Plaques and Tangles Signify the Disease
The two most significant changes in the brain that identify Alzheimer’s are neuritic plaques and neurofibrillary tangles. The plaques first appear near brain synapses. Deposits of a protein fragment called beta amyloid occupy the center of these plaques. Inside brain neurons, neurofibrillary tangles start to develop. The plaques and tangles form in predictable patterns, beginning in the cerebral cortex and hippocampus. Magnetic resonance imaging (MRI) or Computed Tomography (CT) can identify these plaques and tangles and confirm the presence of Alzheimer’s disease. Studies suggest that the dementia in Alzheimer’s patients is caused by the shrinkage and death of neurons and synaptic loss, brought on by a cascade of events that occur in the disease.

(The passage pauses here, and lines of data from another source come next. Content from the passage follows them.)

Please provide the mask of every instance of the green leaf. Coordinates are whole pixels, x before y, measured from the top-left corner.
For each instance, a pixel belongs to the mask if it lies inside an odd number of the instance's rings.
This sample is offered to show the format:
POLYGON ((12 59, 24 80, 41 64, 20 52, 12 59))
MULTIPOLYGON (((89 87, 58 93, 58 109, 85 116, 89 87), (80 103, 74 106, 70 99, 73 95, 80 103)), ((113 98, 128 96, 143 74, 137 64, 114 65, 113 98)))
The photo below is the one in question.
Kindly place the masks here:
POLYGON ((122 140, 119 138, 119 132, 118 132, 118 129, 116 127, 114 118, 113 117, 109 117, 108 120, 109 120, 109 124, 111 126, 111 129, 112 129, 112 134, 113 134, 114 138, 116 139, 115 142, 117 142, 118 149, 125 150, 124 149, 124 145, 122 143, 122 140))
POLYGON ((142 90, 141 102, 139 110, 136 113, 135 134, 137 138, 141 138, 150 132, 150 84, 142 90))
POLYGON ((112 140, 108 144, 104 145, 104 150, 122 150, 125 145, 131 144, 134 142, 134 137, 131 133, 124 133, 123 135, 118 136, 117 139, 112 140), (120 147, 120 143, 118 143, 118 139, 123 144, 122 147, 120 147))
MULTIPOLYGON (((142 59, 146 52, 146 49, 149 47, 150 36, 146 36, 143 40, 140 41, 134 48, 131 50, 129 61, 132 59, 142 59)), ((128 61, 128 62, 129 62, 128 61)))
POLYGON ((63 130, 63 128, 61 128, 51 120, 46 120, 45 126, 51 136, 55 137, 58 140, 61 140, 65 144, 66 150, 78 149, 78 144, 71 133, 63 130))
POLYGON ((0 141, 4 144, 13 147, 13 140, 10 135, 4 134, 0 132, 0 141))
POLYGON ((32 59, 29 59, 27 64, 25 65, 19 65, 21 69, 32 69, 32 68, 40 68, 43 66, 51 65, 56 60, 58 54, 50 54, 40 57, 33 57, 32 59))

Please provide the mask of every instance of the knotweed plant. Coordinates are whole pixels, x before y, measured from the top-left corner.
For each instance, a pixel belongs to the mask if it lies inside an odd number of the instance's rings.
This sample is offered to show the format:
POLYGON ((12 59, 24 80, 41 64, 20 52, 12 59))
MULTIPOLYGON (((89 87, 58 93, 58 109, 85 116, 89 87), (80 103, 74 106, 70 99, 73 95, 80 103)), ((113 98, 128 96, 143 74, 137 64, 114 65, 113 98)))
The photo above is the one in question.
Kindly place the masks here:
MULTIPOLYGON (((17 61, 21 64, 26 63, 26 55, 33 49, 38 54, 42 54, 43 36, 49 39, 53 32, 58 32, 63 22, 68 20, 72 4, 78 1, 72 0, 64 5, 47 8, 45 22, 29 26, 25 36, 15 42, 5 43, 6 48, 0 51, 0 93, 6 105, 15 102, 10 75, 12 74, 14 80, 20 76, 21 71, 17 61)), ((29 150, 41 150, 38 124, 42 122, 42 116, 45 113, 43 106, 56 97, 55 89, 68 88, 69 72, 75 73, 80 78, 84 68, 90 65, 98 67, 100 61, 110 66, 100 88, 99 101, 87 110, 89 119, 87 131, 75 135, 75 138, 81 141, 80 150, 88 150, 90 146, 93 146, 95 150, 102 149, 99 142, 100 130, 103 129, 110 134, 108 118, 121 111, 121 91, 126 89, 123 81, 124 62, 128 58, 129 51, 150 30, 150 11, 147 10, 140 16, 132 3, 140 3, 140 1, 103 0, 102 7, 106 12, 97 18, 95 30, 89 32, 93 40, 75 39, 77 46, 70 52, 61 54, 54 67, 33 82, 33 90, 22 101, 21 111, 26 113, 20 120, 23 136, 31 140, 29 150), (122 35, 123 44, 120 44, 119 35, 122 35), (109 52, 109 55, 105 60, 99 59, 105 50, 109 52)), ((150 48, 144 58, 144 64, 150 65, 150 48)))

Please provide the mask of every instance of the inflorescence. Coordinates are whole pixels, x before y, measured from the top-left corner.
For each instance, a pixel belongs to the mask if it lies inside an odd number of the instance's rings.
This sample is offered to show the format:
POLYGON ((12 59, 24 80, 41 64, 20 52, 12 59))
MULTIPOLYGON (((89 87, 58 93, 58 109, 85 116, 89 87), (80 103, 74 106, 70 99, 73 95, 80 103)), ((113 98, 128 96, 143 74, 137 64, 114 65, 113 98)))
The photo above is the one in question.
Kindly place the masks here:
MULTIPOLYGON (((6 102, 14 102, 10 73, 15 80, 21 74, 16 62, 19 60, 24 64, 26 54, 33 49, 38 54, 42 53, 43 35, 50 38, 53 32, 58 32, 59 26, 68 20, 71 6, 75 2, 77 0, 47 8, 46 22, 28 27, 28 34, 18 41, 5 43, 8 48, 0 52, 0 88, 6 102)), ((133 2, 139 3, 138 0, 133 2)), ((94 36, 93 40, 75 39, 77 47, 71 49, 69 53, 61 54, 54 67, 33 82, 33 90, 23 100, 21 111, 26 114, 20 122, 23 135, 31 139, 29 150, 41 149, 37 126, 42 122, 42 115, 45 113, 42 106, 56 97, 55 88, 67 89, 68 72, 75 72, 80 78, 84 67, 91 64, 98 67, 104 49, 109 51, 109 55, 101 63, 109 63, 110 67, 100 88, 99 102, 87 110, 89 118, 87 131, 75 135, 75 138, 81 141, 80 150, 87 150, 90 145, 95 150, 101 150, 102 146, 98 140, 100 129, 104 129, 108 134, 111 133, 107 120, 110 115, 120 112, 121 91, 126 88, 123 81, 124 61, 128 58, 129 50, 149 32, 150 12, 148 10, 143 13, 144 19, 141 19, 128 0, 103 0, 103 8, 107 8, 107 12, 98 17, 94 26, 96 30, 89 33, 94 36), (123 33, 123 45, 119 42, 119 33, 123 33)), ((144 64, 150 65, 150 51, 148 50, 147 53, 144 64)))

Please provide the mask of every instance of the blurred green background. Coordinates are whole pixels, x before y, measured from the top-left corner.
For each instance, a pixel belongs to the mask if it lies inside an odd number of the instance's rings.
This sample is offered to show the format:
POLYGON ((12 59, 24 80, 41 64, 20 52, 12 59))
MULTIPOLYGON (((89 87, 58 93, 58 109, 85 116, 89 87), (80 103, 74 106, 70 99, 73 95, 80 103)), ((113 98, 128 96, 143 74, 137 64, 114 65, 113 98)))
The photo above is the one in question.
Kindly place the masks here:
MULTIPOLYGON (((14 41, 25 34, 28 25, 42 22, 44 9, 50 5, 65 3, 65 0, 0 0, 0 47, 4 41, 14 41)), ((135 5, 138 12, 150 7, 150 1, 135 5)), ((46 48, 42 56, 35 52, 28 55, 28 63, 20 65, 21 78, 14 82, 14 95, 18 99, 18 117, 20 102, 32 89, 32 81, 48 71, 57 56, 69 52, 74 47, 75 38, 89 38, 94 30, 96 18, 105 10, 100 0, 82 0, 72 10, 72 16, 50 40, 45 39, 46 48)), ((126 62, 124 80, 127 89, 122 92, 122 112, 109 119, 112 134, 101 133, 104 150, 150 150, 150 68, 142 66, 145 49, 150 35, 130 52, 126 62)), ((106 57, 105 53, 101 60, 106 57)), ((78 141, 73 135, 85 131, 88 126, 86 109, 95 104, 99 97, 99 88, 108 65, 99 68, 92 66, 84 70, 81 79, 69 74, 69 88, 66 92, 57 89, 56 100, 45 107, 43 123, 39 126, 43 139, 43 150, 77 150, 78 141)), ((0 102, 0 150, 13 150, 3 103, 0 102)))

Another significant factor in Alzheimer’s disease is the greatly reduced presence of the neurotransmitter acetylcholine, an important chemical for cognitive function. As acetylcholine production production decreases in the cortex and hippocampus, dementia becomes progressively worse.
Risk Factors & Onset
With each decade of adult life, the risk of getting Alzheimer’s increases. Although Alzheimer’s mostly affects older people, it can occur in people much younger. Genetic factors are known to play a role in less than 10% of cases. People with a family history of Alzheimer’s have a greater risk of the disease and some people inherit a gene that can cause early onset, before the age of 65.
Diagnosis & Treatment
The first symptom of Alzheimer’s disease is usually a loss of short-term memory, such as the forgetting of familiar names and places, appointments, and the names of everyday objects. Other symptoms of Alzheimer’s disease include:
- General confusion and disorientation to time and date
- A decreasing inability to perform everyday tasks
- Increasing problems communicating
- Repeating stories, words and questions
- The inability to perform simple math such as balancing a checkbook
- Personality changes including apathy, irritability, depression and anxiety
- Problems eating and sleeping.
- Wandering, paranoia and delusions
Your doctor can help diagnose the difference between normal aging and Alzheimer’s disease. A simple test to analyze memory and other skills can be given at the doctor’s office. Although there is no cure for Alzheimer’s disease, medications are available to alleviate symptoms. As researchers continue to make progress, it is hoped that future treatments will be available to stop the progression of the disease. Your doctor can keep you informed of the most up-to-date information on treatments for Alzheimer’s disease.